In 1988, Roddy met actor and director Tim Loane, then a student at Queen’s University. With a small group of like-minded people – BBC presenter Mark Carruthers, BBC drama producer Stephen Wright and Angela McCloskey of the Lyric – they founded Tinderbox, still one of Northern Ireland’s leading independents and a company pledged to the development of new Irish writing.
Roddy’s earliest professional roles were with Tinderbox, but it was not long before the Lyric’s then artistic director Roland Jacquarello cast him in his production of Arthur Miller’s Over the Bridge. Shortly afterwards, he came to the attention of the Royal Shakespeare Company and was cast in Billy Roche’s Amphibians and James Robson’s King Baby for a short season at the Barbican.

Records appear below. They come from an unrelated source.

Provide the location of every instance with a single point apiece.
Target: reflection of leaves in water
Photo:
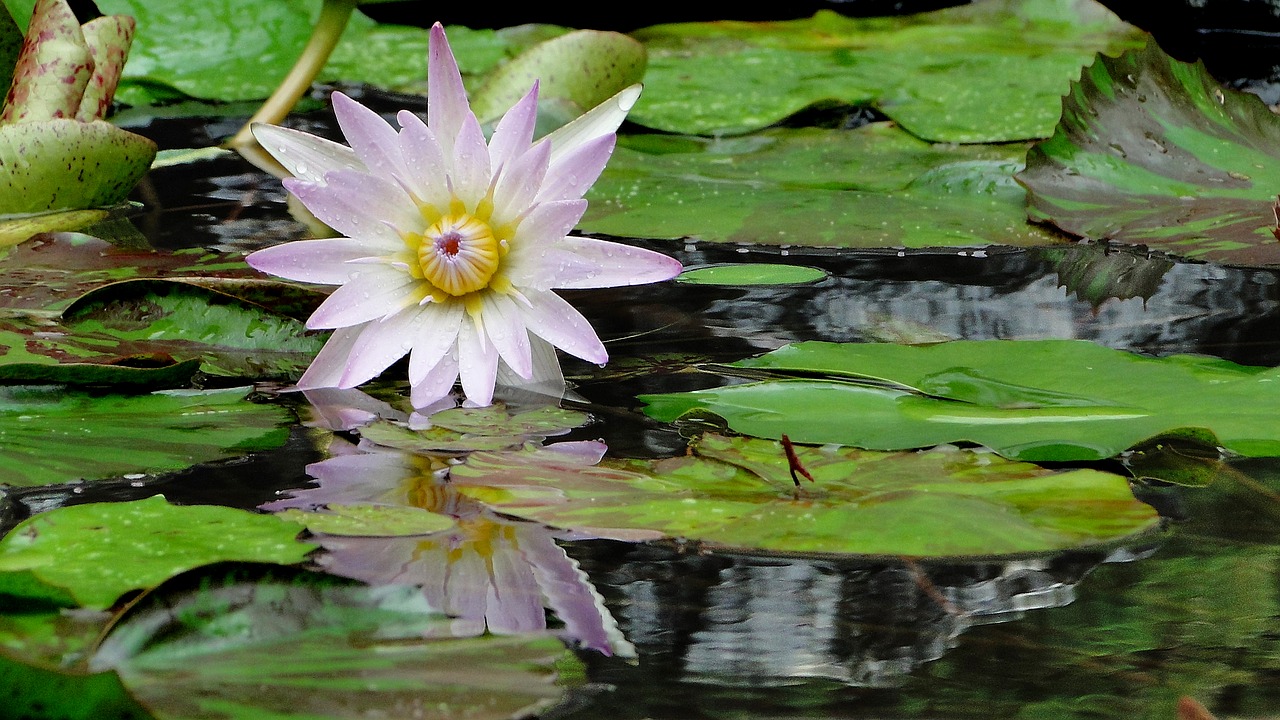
(1096, 273)
(484, 570)
(737, 493)
(309, 646)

In 1998, Roddy was invited back to the RSC to join a group of Irish actors in a full season at the company’s home in Stratford-upon-Avon. They appeared in John Crowley’s Shadows, a thrilling collective staging of three plays by JM Synge and WB Yeats in the studio space of the Other Place. Roddy was also cast as the Provost in Michael Boyd’s highly praised Measure for Measure in the RSC’s main house.
The Abbey Theatre’s artistic director Patrick Mason cast him in his landmark production of Frank McGuinness’s first world war play Observe the Sons of Ulster Marching Towards the Somme. At the same theatre he appeared in the world premiere of Gary Mitchell’s scorching play about Belfast loyalists, In a Little World of Our Own. Directed by Conall Morrison, Roddy won the ESB/Irish Times Award for best supporting actor.

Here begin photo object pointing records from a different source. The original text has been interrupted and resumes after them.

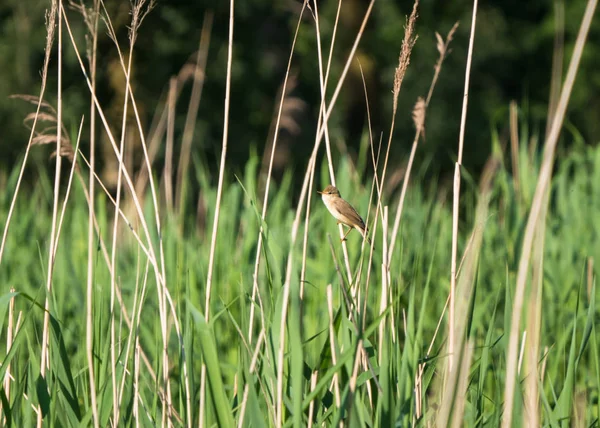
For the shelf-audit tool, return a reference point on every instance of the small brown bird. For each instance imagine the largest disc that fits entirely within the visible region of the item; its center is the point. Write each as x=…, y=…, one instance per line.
x=343, y=212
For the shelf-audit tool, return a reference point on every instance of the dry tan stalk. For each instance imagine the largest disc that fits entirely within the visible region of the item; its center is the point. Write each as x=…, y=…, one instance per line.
x=198, y=71
x=537, y=206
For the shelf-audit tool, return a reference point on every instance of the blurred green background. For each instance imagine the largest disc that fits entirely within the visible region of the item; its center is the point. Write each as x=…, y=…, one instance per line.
x=512, y=61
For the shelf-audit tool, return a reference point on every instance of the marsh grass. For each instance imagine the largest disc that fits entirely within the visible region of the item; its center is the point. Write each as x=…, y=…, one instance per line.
x=239, y=324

A few years later, he went on to appear in another of Mitchell’s works – this time on television – in the powerful screen adaptation of As the Beast Sleeps. The Abbey also cast him in Basque director Calixto Beito’s highly controversial production of Barbaric Comedies, which took Dublin and the Edinburgh Festival by storm.
Some of his finest – and favourite – work has been for another Belfast independent, Prime Cut Productions. He played the hostage Gerardo Escobar in the Irish premiere of Death and the Maiden, and the depressive farmer who strips himself physically and psychologically naked in Athol Fugard’s A Place With the Pigs. His most recent Prime Cut was in David Mamet’s American Buffalo at the Lyric Theatre and on tour.
During the past few years, Roddy has hit a purple patch back home in Belfast. He made an outstanding contribution to Tinderbox’s award winning suite of plays, Convictions, staged at the Crumlin Road Courthouse during the 2000 Belfast Festival.
A recent run of successes at the Lyric Theatre began with a nomination in the best actor category of the 2004 ESB/Irish Times Theatre Awards for his outstanding performance in Fiona Buffini’s production of The Weir. He returned there in June 2004 to play the central role of Belfast Celtic’s legendary manager Lish Scott in Paradise, a new play by Padraig Coyle, Conor Grimes and Alan McKee. And in the autumn, he turned in another coruscating performance as the crazed priest Peter Keegan in John Bull’s Other Island.
In between this flurry of stage activity, Roddy also managed to fit in a couple of film roles, although he still maintains that his first commitment is to the theatre. If this means that audiences in Northern Ireland can continue to enjoy at first hand the work of this intelligent, versatile actor, nobody will be complaining.
There is, however, a sneaking suspicion that his break onto the big screen cannot be far away. When that happens, there will be few who will begrudge Lalor Roddy such richly deserved success.